O projeto foi apresentado a outros senadores em uma reunião realizada na manhã de uma terça-feira de julho, na residência oficial da presidência do Senado. Poucas horas depois, no fim da tarde da mesma terça-feira (09/07), o texto já estava protocolado como Proposta de Emenda à Constituição n° 110, de 2019, com a assinatura de 66 dos 81 senadores da República.
O futuro
Ainda não é possível saber se a proposta de Hauly vai prosperar. Segundo ele – que dos tempos de educador físico guarda o hábito de jogar basquete mesmo à beira dos 70 anos – o projeto está nas quartas de final. Além do texto que tramita na Câmara, sua proposta pode ter que disputar espaço com uma eventual PEC do governo – hipótese que ficou um pouco mais distante depois que Marcos Cintra foi demitido do comando da Receita Federal.
O que Hauly prevê é que os dois textos que já tramitam disputem o apoio do governo. E aí ele conta com as boas relações com o secretário da previdência, Rogério Marinho, e com o novo chefe da Receita Federal, José Tostes, para que sua proposta vingue.
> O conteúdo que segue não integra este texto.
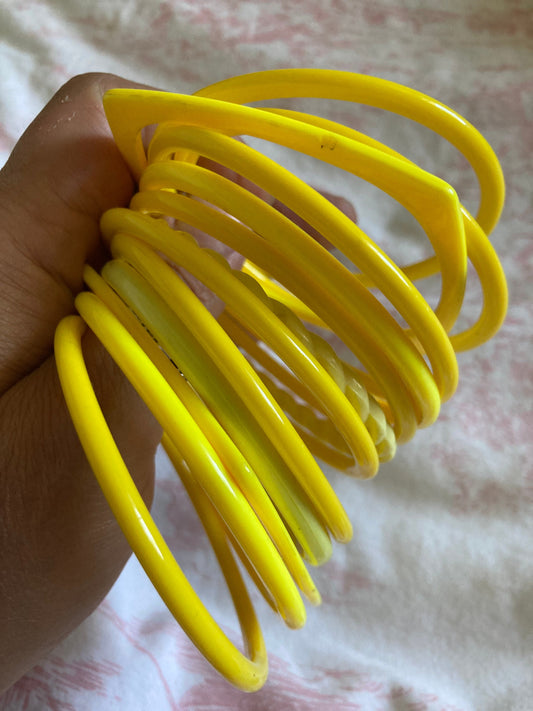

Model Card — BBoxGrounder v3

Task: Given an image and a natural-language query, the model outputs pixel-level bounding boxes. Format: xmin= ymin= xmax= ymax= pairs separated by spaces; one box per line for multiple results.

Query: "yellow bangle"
xmin=55 ymin=69 xmax=507 ymax=691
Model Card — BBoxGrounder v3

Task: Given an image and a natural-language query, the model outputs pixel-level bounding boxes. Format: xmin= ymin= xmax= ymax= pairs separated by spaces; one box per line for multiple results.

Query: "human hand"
xmin=0 ymin=74 xmax=161 ymax=693
xmin=0 ymin=74 xmax=355 ymax=694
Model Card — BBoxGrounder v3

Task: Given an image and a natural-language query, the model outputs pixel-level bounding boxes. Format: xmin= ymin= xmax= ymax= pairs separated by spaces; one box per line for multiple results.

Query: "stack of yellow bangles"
xmin=55 ymin=69 xmax=507 ymax=691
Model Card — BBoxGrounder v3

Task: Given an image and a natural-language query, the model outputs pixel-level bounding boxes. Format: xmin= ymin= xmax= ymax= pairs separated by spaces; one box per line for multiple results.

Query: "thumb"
xmin=0 ymin=75 xmax=161 ymax=693
xmin=0 ymin=74 xmax=145 ymax=393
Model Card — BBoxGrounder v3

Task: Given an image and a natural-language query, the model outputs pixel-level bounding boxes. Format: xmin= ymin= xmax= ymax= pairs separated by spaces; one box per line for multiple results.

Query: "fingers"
xmin=0 ymin=74 xmax=150 ymax=392
xmin=0 ymin=75 xmax=161 ymax=693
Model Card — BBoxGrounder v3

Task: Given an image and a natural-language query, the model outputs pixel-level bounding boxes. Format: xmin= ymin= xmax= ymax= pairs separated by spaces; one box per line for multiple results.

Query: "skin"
xmin=0 ymin=74 xmax=355 ymax=694
xmin=0 ymin=75 xmax=161 ymax=692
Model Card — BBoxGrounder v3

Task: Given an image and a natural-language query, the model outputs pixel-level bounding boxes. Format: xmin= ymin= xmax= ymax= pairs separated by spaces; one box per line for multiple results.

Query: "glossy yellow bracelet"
xmin=55 ymin=69 xmax=507 ymax=691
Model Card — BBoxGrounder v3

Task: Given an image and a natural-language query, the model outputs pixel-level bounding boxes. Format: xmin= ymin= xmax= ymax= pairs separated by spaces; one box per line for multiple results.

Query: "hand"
xmin=0 ymin=74 xmax=355 ymax=694
xmin=0 ymin=74 xmax=161 ymax=693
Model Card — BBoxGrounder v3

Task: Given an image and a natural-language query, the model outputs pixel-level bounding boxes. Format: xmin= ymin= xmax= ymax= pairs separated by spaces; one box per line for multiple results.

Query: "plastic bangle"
xmin=55 ymin=70 xmax=507 ymax=691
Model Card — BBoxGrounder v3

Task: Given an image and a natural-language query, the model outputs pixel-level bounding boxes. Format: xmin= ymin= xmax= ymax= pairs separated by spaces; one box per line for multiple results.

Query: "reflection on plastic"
xmin=55 ymin=69 xmax=507 ymax=691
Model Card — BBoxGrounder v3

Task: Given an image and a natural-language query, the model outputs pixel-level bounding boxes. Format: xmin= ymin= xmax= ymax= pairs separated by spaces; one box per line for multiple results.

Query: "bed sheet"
xmin=0 ymin=0 xmax=533 ymax=711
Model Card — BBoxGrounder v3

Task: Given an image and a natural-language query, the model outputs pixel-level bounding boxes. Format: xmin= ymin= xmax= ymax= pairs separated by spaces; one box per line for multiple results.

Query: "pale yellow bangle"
xmin=55 ymin=70 xmax=507 ymax=691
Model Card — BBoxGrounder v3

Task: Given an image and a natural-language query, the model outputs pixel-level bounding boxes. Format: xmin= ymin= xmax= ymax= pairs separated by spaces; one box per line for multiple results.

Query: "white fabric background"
xmin=0 ymin=0 xmax=533 ymax=711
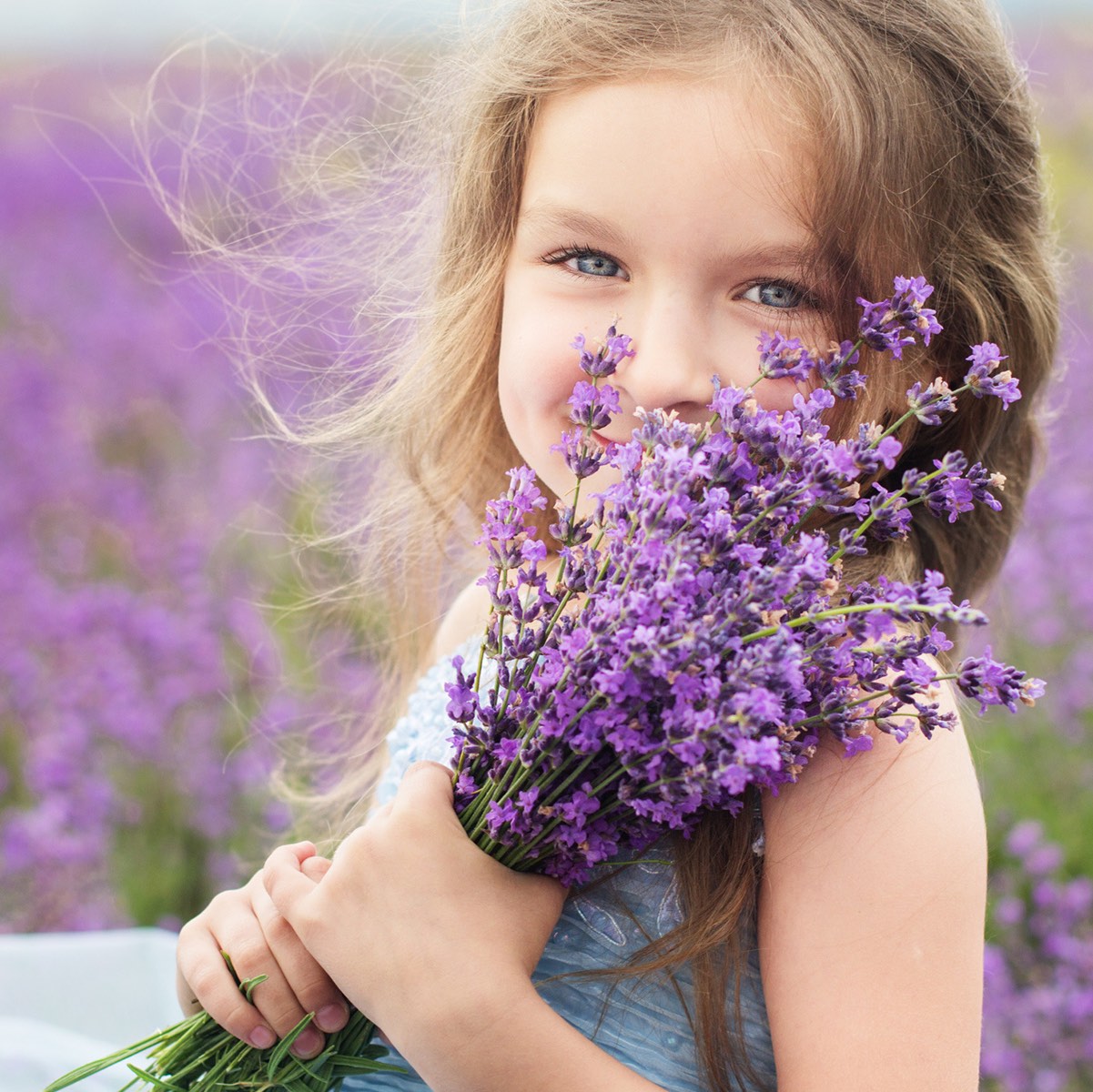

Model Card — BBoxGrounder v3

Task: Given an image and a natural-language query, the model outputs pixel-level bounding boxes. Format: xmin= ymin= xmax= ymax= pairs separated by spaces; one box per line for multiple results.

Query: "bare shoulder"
xmin=764 ymin=689 xmax=983 ymax=851
xmin=758 ymin=682 xmax=986 ymax=1092
xmin=433 ymin=578 xmax=490 ymax=659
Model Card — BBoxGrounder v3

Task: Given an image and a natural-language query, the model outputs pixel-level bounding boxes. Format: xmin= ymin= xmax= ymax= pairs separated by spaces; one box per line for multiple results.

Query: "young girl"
xmin=178 ymin=0 xmax=1056 ymax=1092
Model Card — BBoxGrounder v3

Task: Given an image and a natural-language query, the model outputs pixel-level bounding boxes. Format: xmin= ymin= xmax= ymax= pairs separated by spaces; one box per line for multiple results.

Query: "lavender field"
xmin=0 ymin=28 xmax=1093 ymax=1092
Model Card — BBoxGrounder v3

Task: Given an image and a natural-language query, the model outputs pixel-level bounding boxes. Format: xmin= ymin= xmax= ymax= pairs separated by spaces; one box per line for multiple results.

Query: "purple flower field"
xmin=0 ymin=23 xmax=1093 ymax=1092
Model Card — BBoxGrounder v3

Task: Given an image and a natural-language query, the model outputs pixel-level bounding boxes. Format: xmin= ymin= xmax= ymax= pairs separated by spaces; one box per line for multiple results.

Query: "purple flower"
xmin=964 ymin=341 xmax=1021 ymax=410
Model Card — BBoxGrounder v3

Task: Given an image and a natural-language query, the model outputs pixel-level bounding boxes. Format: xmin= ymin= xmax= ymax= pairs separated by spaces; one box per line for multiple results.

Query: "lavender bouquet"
xmin=46 ymin=278 xmax=1043 ymax=1092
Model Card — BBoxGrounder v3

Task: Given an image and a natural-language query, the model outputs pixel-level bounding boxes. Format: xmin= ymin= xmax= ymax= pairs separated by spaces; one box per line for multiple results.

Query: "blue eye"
xmin=542 ymin=246 xmax=630 ymax=280
xmin=571 ymin=254 xmax=620 ymax=277
xmin=744 ymin=281 xmax=815 ymax=310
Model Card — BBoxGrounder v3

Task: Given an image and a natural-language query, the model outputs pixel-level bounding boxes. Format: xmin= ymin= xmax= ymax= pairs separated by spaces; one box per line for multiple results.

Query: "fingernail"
xmin=247 ymin=1027 xmax=277 ymax=1050
xmin=315 ymin=1005 xmax=349 ymax=1032
xmin=292 ymin=1027 xmax=322 ymax=1058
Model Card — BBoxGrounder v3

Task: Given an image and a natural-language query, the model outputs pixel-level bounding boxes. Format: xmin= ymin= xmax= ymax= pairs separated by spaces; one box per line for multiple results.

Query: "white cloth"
xmin=0 ymin=929 xmax=181 ymax=1092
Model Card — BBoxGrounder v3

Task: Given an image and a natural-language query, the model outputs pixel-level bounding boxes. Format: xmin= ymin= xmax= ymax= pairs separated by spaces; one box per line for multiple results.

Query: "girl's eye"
xmin=744 ymin=281 xmax=815 ymax=310
xmin=544 ymin=247 xmax=625 ymax=277
xmin=571 ymin=254 xmax=619 ymax=277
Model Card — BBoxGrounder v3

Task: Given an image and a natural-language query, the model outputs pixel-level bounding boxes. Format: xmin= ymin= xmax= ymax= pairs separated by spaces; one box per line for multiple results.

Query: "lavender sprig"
xmin=450 ymin=278 xmax=1043 ymax=884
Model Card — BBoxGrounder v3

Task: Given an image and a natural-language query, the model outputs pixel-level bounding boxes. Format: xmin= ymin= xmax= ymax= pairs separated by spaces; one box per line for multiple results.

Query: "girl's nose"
xmin=611 ymin=298 xmax=724 ymax=420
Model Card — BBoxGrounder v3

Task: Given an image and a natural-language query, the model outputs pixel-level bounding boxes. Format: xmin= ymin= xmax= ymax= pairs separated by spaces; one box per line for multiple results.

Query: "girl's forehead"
xmin=521 ymin=76 xmax=815 ymax=246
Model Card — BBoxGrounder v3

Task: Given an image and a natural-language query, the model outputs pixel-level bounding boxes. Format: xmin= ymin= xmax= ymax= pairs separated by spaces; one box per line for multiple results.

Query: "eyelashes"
xmin=542 ymin=244 xmax=630 ymax=280
xmin=540 ymin=243 xmax=825 ymax=311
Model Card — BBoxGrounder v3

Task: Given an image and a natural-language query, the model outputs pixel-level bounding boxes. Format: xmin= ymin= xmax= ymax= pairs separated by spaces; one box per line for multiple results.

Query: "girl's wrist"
xmin=380 ymin=957 xmax=541 ymax=1090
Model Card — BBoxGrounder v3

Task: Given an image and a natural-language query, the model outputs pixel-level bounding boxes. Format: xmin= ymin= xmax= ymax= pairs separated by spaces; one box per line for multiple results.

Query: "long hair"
xmin=147 ymin=0 xmax=1057 ymax=1092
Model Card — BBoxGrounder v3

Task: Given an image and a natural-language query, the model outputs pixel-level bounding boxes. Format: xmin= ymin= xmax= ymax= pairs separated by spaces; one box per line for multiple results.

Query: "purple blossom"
xmin=448 ymin=292 xmax=1042 ymax=884
xmin=964 ymin=341 xmax=1021 ymax=410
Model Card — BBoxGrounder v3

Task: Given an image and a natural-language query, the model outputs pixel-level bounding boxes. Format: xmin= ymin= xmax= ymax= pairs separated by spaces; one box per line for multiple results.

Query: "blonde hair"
xmin=149 ymin=0 xmax=1057 ymax=1092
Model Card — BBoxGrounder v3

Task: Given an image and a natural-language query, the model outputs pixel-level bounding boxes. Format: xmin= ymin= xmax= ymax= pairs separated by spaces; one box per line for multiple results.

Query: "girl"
xmin=178 ymin=0 xmax=1056 ymax=1092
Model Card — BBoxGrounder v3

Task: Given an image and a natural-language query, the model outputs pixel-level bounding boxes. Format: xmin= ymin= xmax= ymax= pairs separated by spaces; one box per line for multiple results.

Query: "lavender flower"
xmin=450 ymin=278 xmax=1043 ymax=885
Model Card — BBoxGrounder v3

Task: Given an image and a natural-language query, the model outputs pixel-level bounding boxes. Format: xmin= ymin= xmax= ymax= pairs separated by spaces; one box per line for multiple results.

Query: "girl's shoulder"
xmin=430 ymin=577 xmax=490 ymax=662
xmin=764 ymin=684 xmax=983 ymax=847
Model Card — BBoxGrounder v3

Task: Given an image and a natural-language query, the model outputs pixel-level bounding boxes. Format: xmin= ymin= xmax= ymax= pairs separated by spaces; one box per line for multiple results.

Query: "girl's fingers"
xmin=178 ymin=861 xmax=349 ymax=1057
xmin=177 ymin=922 xmax=278 ymax=1049
xmin=261 ymin=842 xmax=317 ymax=924
xmin=255 ymin=874 xmax=349 ymax=1034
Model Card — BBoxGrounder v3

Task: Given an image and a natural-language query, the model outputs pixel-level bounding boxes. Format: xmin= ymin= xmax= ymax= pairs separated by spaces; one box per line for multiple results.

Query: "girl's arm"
xmin=760 ymin=697 xmax=986 ymax=1092
xmin=263 ymin=763 xmax=657 ymax=1092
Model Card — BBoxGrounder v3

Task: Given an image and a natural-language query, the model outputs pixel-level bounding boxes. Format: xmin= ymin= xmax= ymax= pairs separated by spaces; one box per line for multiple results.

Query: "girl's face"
xmin=499 ymin=77 xmax=833 ymax=496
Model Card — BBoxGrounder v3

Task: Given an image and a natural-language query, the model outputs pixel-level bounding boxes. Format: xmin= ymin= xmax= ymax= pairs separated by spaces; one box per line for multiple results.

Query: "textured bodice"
xmin=342 ymin=650 xmax=774 ymax=1092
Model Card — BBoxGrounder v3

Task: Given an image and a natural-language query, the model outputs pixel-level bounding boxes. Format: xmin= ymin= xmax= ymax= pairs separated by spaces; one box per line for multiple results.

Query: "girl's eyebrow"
xmin=518 ymin=201 xmax=819 ymax=270
xmin=519 ymin=201 xmax=630 ymax=247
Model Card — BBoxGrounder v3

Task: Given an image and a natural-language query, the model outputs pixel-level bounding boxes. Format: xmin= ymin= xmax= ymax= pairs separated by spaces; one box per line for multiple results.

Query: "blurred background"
xmin=0 ymin=0 xmax=1093 ymax=1092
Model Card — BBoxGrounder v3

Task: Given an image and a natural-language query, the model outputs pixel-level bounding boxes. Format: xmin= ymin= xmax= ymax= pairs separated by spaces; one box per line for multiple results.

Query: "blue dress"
xmin=342 ymin=650 xmax=775 ymax=1092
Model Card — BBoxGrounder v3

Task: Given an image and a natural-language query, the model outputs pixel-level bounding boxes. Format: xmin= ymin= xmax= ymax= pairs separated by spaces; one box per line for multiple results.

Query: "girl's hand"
xmin=262 ymin=763 xmax=565 ymax=1060
xmin=177 ymin=856 xmax=349 ymax=1058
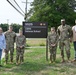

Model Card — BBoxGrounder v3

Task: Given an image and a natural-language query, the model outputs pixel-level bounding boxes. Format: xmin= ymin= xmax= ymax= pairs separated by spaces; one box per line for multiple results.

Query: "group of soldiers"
xmin=47 ymin=19 xmax=76 ymax=63
xmin=4 ymin=25 xmax=26 ymax=65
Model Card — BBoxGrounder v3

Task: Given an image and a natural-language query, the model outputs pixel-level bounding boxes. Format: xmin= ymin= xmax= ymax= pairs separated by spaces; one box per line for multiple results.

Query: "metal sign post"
xmin=23 ymin=22 xmax=48 ymax=60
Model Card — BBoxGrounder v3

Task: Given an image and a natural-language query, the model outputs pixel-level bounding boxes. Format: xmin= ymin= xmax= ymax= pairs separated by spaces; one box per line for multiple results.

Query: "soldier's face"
xmin=9 ymin=27 xmax=13 ymax=31
xmin=61 ymin=21 xmax=65 ymax=25
xmin=51 ymin=29 xmax=55 ymax=33
xmin=0 ymin=28 xmax=3 ymax=34
xmin=19 ymin=31 xmax=23 ymax=35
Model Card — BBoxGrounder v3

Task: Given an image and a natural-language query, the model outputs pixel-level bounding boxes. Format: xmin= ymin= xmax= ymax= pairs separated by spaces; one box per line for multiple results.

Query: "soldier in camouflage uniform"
xmin=5 ymin=25 xmax=16 ymax=64
xmin=48 ymin=27 xmax=58 ymax=63
xmin=16 ymin=29 xmax=26 ymax=65
xmin=57 ymin=19 xmax=72 ymax=62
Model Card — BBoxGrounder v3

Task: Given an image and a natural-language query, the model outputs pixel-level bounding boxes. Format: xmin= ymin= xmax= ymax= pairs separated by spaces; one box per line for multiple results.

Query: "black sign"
xmin=23 ymin=22 xmax=48 ymax=38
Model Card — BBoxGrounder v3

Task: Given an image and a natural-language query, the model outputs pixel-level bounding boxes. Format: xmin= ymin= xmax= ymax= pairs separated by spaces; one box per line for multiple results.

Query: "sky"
xmin=0 ymin=0 xmax=33 ymax=24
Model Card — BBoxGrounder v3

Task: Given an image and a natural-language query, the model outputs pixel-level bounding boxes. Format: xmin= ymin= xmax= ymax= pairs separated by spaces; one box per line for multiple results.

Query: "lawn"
xmin=0 ymin=40 xmax=76 ymax=75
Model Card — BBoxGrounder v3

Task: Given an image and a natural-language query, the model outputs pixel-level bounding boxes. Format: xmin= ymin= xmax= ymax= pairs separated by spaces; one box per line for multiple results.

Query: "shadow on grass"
xmin=11 ymin=62 xmax=47 ymax=73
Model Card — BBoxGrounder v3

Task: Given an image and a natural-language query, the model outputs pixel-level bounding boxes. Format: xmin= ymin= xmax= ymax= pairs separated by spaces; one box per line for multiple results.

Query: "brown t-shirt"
xmin=72 ymin=25 xmax=76 ymax=41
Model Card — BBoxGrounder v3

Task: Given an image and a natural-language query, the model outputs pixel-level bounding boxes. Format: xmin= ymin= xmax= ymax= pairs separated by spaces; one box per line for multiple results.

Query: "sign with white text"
xmin=23 ymin=22 xmax=48 ymax=38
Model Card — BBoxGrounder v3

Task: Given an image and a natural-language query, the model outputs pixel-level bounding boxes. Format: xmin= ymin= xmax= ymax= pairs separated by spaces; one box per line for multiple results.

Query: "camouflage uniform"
xmin=5 ymin=31 xmax=16 ymax=63
xmin=48 ymin=32 xmax=58 ymax=62
xmin=57 ymin=25 xmax=72 ymax=59
xmin=16 ymin=35 xmax=26 ymax=63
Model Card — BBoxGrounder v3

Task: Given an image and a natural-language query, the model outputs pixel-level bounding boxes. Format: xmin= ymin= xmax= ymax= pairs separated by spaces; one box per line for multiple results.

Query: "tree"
xmin=29 ymin=0 xmax=76 ymax=27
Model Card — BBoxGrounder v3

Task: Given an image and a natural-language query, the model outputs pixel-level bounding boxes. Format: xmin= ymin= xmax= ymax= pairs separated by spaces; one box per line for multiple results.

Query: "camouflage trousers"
xmin=5 ymin=47 xmax=14 ymax=63
xmin=59 ymin=40 xmax=70 ymax=59
xmin=49 ymin=46 xmax=57 ymax=62
xmin=16 ymin=47 xmax=24 ymax=63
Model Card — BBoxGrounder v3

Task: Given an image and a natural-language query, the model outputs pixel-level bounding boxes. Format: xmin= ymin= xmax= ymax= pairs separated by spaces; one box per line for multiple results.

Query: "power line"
xmin=14 ymin=0 xmax=25 ymax=14
xmin=7 ymin=0 xmax=24 ymax=17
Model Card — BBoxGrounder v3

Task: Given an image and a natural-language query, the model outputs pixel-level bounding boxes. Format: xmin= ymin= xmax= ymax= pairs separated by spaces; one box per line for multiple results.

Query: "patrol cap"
xmin=9 ymin=25 xmax=13 ymax=28
xmin=51 ymin=27 xmax=55 ymax=30
xmin=61 ymin=19 xmax=65 ymax=22
xmin=19 ymin=28 xmax=23 ymax=32
xmin=75 ymin=20 xmax=76 ymax=23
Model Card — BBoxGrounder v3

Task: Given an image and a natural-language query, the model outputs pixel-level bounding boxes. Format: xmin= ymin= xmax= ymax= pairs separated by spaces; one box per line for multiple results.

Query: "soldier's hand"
xmin=69 ymin=38 xmax=72 ymax=42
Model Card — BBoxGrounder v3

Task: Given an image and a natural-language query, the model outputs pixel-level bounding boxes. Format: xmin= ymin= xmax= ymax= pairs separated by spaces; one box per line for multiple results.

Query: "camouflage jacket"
xmin=48 ymin=33 xmax=58 ymax=45
xmin=16 ymin=35 xmax=26 ymax=47
xmin=57 ymin=25 xmax=72 ymax=41
xmin=5 ymin=31 xmax=16 ymax=47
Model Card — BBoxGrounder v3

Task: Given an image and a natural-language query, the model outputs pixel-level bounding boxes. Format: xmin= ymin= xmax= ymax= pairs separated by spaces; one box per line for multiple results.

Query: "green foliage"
xmin=0 ymin=24 xmax=22 ymax=33
xmin=29 ymin=0 xmax=76 ymax=28
xmin=11 ymin=24 xmax=22 ymax=33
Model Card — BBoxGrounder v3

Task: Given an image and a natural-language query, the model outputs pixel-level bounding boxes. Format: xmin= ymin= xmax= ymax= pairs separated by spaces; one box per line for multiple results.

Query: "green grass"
xmin=0 ymin=41 xmax=76 ymax=75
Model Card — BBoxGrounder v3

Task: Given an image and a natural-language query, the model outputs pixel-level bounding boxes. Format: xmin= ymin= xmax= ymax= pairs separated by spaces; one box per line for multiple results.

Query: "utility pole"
xmin=7 ymin=19 xmax=9 ymax=25
xmin=22 ymin=0 xmax=31 ymax=22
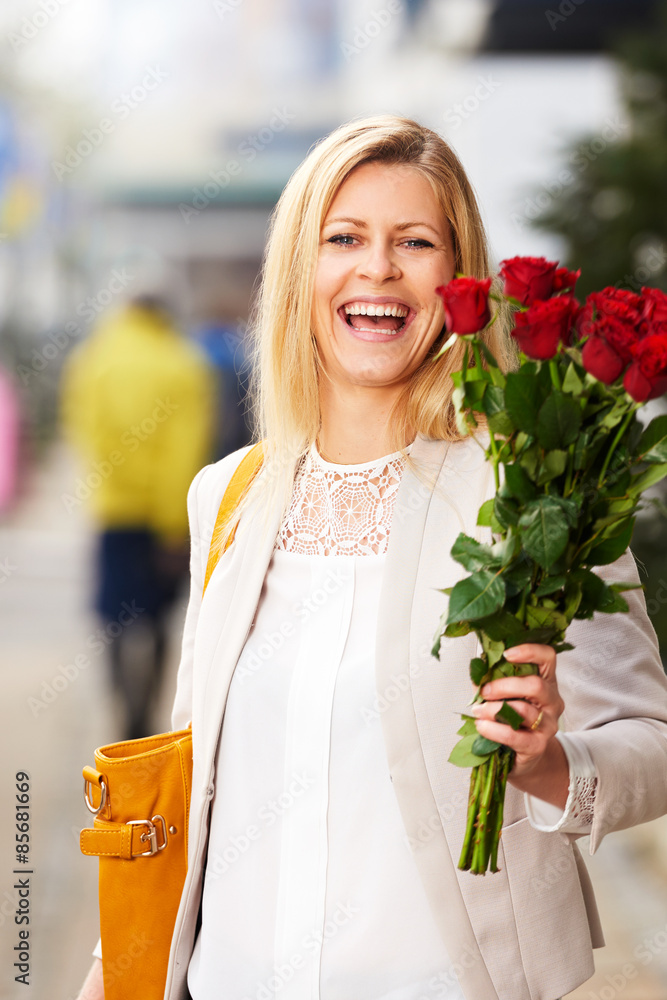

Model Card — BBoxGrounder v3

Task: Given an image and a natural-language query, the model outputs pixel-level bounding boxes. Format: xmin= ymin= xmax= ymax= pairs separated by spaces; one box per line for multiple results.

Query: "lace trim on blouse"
xmin=566 ymin=774 xmax=598 ymax=826
xmin=276 ymin=444 xmax=409 ymax=556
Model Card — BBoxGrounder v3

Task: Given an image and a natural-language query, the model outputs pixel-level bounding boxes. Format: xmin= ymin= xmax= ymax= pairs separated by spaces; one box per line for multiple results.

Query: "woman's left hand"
xmin=472 ymin=643 xmax=569 ymax=808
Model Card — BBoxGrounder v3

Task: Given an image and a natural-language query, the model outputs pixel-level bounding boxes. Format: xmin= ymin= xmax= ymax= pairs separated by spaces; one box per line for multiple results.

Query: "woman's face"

Outra possibilidade, que tem mais força no Congresso Nacional, é que se chegue a um texto que misture elementos das duas propostas que já tramitam, agregadas às preferências do governo federal.
Hauly não vê a ideia com bons olhos porque, sem falsa modéstia, diz: “a Proposta da Câmara já está na minha porque ela é menor”.
A obstinação do ex-deputado parece um misto de crença republicana, com vaidade e o espírito de competição típico dos atletas. A perseverança, segundo ele, vem da necessidade de “fazer o óbvio, o que deve ser feito, além de consagração pessoal, política, profissional e intelectual”.